Lake Koronis Gets Legislative help to Fight Starry Stonewart
PAYNESVILLE -- Last summer, the aquatic invasive species Starry Stonewart was found in Paynesville's Lake Koronis. It's the first known infestation of Starry Stonewart in Minnesota. The Legislature took notice and passed a bill this session allocating $200,000 to help fight the weedy invader.
Heidi Wolf is the Invasive Species Unit Supervisor for the Department of Natural Resources. She says about 250 acres of the 3,000-acre lake is currently infested.
Starry Stonewart is a macro algae and is not a rooted plant.

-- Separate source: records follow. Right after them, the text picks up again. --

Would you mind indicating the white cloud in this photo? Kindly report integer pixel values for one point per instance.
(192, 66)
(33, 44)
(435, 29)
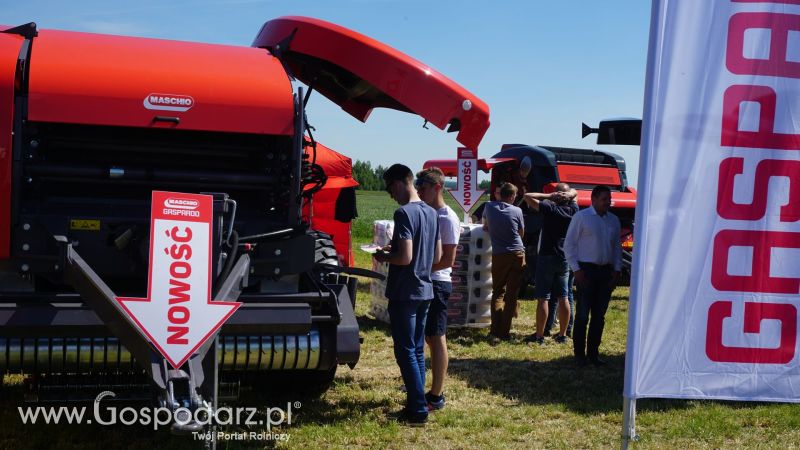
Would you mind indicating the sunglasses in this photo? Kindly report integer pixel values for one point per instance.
(418, 183)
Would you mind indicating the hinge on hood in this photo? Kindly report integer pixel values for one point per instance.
(28, 30)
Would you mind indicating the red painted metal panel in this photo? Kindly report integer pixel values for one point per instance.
(9, 53)
(449, 166)
(580, 174)
(125, 81)
(409, 84)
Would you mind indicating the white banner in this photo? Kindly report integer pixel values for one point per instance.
(714, 305)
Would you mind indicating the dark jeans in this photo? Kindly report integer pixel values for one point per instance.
(408, 333)
(593, 298)
(552, 303)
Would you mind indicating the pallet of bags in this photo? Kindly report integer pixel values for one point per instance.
(470, 303)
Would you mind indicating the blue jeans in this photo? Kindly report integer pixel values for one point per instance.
(408, 333)
(553, 305)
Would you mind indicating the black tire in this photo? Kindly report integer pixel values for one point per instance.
(324, 250)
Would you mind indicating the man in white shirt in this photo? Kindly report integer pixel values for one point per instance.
(593, 250)
(430, 187)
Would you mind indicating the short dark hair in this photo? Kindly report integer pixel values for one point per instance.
(398, 172)
(599, 189)
(433, 175)
(507, 190)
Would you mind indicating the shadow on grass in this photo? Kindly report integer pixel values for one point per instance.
(584, 390)
(366, 323)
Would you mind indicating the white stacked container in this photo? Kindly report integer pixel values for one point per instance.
(470, 301)
(382, 231)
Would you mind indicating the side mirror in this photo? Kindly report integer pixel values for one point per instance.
(616, 132)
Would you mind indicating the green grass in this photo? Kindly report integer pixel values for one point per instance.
(509, 395)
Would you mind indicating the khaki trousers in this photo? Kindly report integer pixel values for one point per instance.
(507, 270)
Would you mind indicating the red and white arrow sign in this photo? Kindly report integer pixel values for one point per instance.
(178, 315)
(467, 193)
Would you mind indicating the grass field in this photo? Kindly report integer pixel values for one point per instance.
(509, 395)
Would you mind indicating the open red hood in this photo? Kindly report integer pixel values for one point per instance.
(359, 73)
(450, 166)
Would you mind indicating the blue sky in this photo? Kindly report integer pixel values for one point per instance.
(542, 66)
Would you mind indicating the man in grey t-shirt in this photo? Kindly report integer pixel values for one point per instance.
(415, 248)
(506, 228)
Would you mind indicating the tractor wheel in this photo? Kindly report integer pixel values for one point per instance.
(324, 250)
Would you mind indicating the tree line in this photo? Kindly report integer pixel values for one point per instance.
(371, 178)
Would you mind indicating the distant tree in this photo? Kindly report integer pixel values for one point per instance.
(369, 178)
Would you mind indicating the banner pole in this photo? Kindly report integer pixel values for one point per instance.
(628, 422)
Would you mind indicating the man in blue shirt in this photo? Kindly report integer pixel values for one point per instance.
(414, 249)
(506, 228)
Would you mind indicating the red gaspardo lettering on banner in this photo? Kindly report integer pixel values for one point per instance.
(760, 235)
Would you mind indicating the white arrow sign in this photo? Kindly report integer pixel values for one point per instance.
(178, 315)
(467, 193)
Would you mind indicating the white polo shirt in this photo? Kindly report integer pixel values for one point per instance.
(593, 239)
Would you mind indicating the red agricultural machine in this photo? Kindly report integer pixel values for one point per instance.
(91, 125)
(582, 169)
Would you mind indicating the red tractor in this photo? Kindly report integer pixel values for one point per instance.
(582, 169)
(93, 124)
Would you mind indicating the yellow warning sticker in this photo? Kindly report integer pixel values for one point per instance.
(84, 224)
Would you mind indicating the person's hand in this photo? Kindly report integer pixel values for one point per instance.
(580, 277)
(614, 280)
(380, 256)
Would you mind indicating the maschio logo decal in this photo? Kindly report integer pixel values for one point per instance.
(168, 102)
(181, 203)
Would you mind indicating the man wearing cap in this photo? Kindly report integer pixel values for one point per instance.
(414, 249)
(430, 185)
(552, 273)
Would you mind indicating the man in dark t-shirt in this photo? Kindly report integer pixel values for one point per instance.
(552, 272)
(414, 249)
(505, 225)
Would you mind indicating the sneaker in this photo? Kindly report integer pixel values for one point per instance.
(434, 402)
(533, 339)
(410, 419)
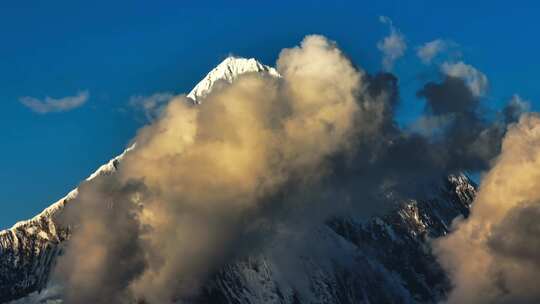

Wolf says it competes with the native plants much like Eurasian Watermilfoil and can suffocate the lake's ecology. Starry Stonewart can create large floating mats of weeds making it difficult to use the lake for recreation and limit other uses.
Wolf says the problem is that there is not much research and data on Starry Stonewart and there aren't good management techniques developed yet.
Wolf says aquatic invasive species experts from around the country will gather at the Minnesota Invasive Species Center at the U-of-M this summer to study the non-native plant.
In the meantime, the funding allocated by the state legislature will be used to try to treat the lake itself. The money will be used toward a matching grant from the Initiative Foundation to help fund the operation.
Governor Dayton must first sign the supplemental budget bill before the money can be released.